William Henry Pyne (1769-1843)
William Pyne produced hundreds of genre studies of working people in England specifically to assist amateur and professional artists. In the introduction to his ‘Rustic Figures for the Embellishment of Landscape, 1814-1815’ he stated that many artists did not put the same effort into representing figures as they did with the landscape, and often left them to add later. He urged his readers to study his drawings, which he claimed were from nature, to assist them in producing realistic portraits which recommended should be drawn on the spot so that ‘groups then assume the air of nature: their occupations are mostly accordant to the scene: and they are consequently appropriate in action, character and every essential that constitutes fitness of propriety.’ He advised artists to ‘study the works of those artists who have most excelled in forming pictures representing the peasantry of our country’ whom he named as Thomas Gainsborough (1727-1788), Richard Westall (1765-1836) whose ‘Boy of Glamorganshire’ and ‘Girl of Caernarvon’ were produced as prints; Joshua Cristall, ca.1767-1847 who was in Wales at the beginning of the 19th century; Thomas Barker of Bath (1769-1847), who was born in Pontypool and George Morland (1763-1804).

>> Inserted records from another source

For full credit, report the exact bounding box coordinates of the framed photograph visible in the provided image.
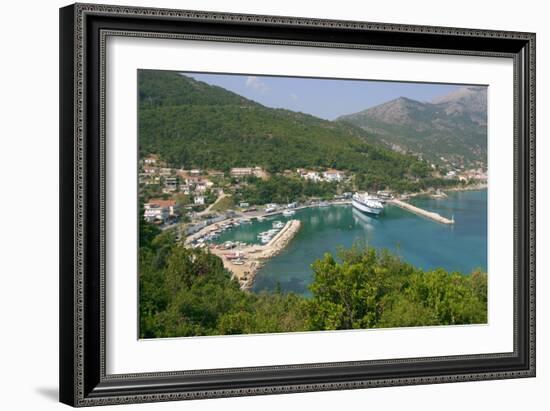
[59,3,536,407]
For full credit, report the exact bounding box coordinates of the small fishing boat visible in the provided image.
[272,221,284,229]
[223,241,236,249]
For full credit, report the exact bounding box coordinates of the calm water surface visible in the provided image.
[214,190,487,296]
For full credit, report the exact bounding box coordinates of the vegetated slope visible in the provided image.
[138,70,431,183]
[337,86,487,168]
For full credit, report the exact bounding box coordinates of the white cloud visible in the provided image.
[245,76,270,93]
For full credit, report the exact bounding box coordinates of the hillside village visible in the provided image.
[139,153,487,235]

Pyne’s Costume of Great Britain (1808, 1810) includes no. 9 ‘Welsh Peasants Washing’ with an accompanying description. William Alexander published a version of this in his Picturesque representations of the dress and manners of the English… (1814), plate 47 with a much briefer description.
William Pyne was commissioned by Rudolph Ackermann to produce ‘Microcosm, A Picturesque Delineation of the Arts, Agriculture, Manufactures, etc of Great Britain in a series of above 600 Groups of Small Figures …’ which consisted of 641 groups in 120 aquatints by J Hill after Pyne’s drawings of people in rural settings at work, rest and play. It was first published in 30 sections between 1802-1807, then as a book in 2 volumes in 1808 by William Miller, and finally by Ackermann in 1824. It is said that some of the original drawings were by Thomas Rowlandson and Augustus Pugin. It was republished as Picturesque Views of Rural Occupations in Early Nineteenth-Century England (also known as Rustic Vignettes for Artists and Craftsmen) by Dover Publications, New York, 1977
Microcosm included two prints of groups of people at a market or fair. Two of these are in the National Library of Wales’s collection, nos. 85 (Basket makers and coopers) and 86 (Miscellaneous) neither of which appear to be set in Wales.
Plate 6 no. 3 of Microcosm is ‘Washing in Wales’ which is similar to his ‘Welsh Peasants Washing’ in 'Costume of Great Britain'.